Jackson ruined this plan by striking Banks and another Union force under Fremont.  Evidence that Stonewall kept moving at great speed is that the town of Winchester changed hands 25 times; once 4 times in a single day.  On May 25, 1862 Jackson struck Winchester such that Banks retreated toward Harper’s Ferry.  This so concerned Lincoln that he called off McDowell’s march south towards Richmond and ordered him to the Valley.  Needless to say, McClellan was not pleased. 

In a series of battles Jackson took on first Banks, then Fremont, and then Shields.  Although badly outnumbered, he was able to keep his opponents from join each other such that he could have mass at the point of attack.  He did this by marching his forces at great speed 646 miles in 48 days!  Shields and Fremont should have destroyed Jackson at Port Republic on June 9th ,but Fremont only sends a fraction of his forces to secure a key hill.  Ewell reinforces Jackson and together they defeat Fremont and Shields.  Jackson had a force of about 17,000 with which he was able to best an opponent who had a combined force of 60,000. Stonewall Jackson's reputation for moving his troops so rapidly earned them the nickname "foot cavalry".  Thus ends the valley campaign. 

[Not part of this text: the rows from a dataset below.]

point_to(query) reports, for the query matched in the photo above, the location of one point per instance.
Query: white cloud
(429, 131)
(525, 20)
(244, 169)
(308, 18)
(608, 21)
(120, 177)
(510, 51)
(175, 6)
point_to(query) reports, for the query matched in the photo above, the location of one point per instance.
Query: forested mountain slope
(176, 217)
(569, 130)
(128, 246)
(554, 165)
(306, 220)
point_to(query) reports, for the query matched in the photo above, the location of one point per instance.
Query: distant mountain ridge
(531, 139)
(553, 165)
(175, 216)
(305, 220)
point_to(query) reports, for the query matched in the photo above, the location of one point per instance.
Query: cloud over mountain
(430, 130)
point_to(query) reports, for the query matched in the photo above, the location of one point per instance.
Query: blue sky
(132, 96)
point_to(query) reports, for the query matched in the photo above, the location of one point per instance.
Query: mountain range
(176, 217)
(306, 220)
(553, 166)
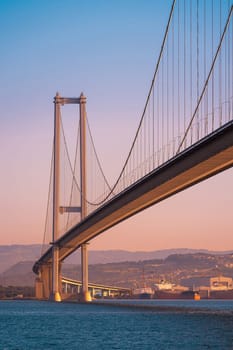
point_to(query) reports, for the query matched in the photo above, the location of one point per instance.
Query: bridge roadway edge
(206, 158)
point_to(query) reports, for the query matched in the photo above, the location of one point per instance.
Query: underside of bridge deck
(206, 158)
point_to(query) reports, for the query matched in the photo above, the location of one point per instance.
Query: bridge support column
(43, 283)
(55, 295)
(84, 265)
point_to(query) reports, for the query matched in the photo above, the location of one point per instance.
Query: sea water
(147, 324)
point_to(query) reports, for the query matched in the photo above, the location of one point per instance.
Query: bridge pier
(85, 295)
(43, 283)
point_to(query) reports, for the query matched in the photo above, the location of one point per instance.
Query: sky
(108, 50)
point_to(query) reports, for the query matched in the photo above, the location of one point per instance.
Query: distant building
(221, 283)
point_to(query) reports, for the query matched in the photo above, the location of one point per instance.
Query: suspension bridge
(185, 135)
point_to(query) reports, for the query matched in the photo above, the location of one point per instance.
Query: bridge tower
(56, 276)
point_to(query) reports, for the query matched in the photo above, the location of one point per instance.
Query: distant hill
(186, 269)
(13, 254)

Social class played a large part in the make up of the officer corps of the Confederacy.  Most all of the senior leaders were “Tuckahoe” while Jackson was “Cohee.”  Tuckahoe and Cohee were terms used during the 18th and 19th centuries to describe two contrasting cultural groups in the Virginia and Carolina areas of the United States.  These slang terms are now considered obscure and obsolete.  Tuckahoe refers to the low-country, slave-owning plantation owners, with all of their economic, political, social, and English (mostly from Northern and Western England) ethnic traits.  The Cohee were typically non-Anglican, poor, non-slave-owning, hard-scrabble independent farmers, moving into or through the hills and mountainous regions of Virginia and both Carolinas.  Both Tuckahoe and Cohee were often used as terms of disparagement and derision by the opposing group.  Davis chose not to promote Jackson because he was Cohee and not from the landed gentry like Lee.  Jackson’s cause was not helped by an unpleasant personality.

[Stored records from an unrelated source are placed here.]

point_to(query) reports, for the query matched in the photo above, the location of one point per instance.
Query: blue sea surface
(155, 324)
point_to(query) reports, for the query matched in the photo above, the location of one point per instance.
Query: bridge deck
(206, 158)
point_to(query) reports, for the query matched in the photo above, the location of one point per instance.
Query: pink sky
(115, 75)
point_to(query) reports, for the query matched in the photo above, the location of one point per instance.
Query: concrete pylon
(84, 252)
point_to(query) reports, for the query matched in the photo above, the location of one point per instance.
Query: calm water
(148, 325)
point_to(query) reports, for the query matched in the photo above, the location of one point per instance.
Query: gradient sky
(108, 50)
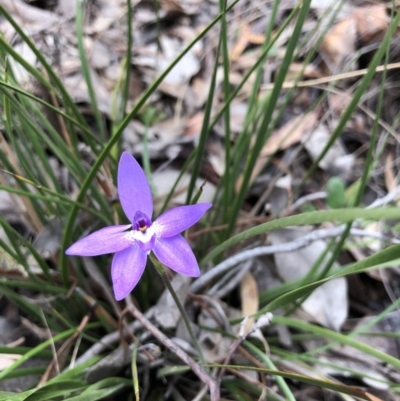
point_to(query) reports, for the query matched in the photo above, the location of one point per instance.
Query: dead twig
(212, 384)
(281, 248)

ChancellorsvilleJackson’s final battle was at Chancellorsville in the spring of 1863.  Once again the Federals outnumbered the Rebels.  In spite of this Lee divided his army into five groups.  He sent Jackson with 28,000 men to march around Hooker’s force of 70,000 starting on Hooker’s left and ending up on Hooker’s right flank.  In an attack, which was a total surprise, Stonewall completely collapsed the Union flank.  The Union cause might still have been saved as they still had superior forces and the South was badly split up.  But “Fighting Joe” Hooker had lost his nerve so Chancellorsville was a perfect Southern victory.  However, the cost of this win was heavy for the Confederacy as Jackson was shot by “friendly fire.”  He never recovered and died on May 10, 1863.

The story of Stonewall Jackson has always been the source of endless “what if” scenarios.  Robert expounded on one of these.  What if Jackson was not killed at Chancellorsville and went on to command II Corps at Gettysburg?  If it was he who was in command during day one and stood at the base of Cemetery Hill to be taken "if practicable."  Would he have found it practicable?  Richard Ewell did not.